Bitcoin’s spectacular ascent in prices throughout the last year has stirred considerable interest for the first digital money. With costs looking bullish lately, investing resources into bitcoin has never been as famous, to say more the attention, more the consequences.

One of the drawbacks of new financial specialists entering the market is the expansion in the number of scams, deceptions and fake accounts of retail speculators who lose their coins to suspicious endeavors. From ICO scandals to wallet robbery and cheating, standard customers can fall prey to crime effectively.
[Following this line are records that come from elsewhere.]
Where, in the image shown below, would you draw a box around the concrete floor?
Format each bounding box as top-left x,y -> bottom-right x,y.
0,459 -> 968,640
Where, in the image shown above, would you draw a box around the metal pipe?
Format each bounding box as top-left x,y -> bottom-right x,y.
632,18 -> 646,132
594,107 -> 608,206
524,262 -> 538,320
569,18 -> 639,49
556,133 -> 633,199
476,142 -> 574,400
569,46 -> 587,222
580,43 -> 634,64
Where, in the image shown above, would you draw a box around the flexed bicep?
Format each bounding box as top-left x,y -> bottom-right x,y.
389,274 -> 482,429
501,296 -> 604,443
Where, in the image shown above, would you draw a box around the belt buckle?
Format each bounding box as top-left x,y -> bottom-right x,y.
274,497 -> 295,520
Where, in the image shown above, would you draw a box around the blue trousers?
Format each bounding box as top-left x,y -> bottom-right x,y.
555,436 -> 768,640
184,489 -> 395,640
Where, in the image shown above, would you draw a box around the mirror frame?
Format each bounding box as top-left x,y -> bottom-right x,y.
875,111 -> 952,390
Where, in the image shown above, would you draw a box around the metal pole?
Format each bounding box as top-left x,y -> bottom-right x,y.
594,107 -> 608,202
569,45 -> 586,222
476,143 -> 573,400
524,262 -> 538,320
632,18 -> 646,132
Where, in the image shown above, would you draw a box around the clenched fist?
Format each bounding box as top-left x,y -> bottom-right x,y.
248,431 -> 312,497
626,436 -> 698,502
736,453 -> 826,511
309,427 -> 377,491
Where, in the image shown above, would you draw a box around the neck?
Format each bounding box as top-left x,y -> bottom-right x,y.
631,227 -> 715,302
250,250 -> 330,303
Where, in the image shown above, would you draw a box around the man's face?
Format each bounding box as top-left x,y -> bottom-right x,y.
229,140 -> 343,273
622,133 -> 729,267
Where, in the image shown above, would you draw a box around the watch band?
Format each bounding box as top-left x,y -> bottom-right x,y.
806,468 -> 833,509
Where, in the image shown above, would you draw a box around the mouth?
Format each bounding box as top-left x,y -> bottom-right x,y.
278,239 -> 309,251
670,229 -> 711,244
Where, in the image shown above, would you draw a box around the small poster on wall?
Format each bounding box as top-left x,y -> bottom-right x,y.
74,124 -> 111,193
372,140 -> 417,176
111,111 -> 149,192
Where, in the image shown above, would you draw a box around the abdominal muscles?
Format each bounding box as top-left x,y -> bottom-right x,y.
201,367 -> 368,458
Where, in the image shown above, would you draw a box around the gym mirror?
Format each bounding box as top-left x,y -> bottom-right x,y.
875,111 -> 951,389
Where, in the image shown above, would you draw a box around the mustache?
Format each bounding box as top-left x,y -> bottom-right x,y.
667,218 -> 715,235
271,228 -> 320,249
These following scam pages in Instagram are known mostly because of capturing assets and never showing back or even refraining from return back their clients profits:

Of course because of no specified regulations over the crypto structure, most of these scammers have legaly binding with their BROKER LICENSEs but never be afraid of ripping off people with their advertisements and promises.

The most effective method to Avoid Bitcoin Scams

With the unavoidable ascent of bitcoin in the present and coming years, it is becoming progressively essential to comprehend and be vigilant for bitcoin scams that could cost you thousands. There is no one particular method to abstain from being defrauded, yet reading the most recent bitcoin warnings, keeping data private, and double checking sources before investing resources into anything are great standard techniques that may help spare you from being cheated. Succinctly put, Knowledge is power.

Wrap up

Even though there are more risks in the market, the open doors might be overpowering for a few. Moreover, being cautious is dependably an absolute necessity, and there are clear indications of scams that financial specialists can search for. By staying away from these traps, clients can better their odds for progress and secure their investments. These are probably the most widely recognized scams, and how they can be evaded.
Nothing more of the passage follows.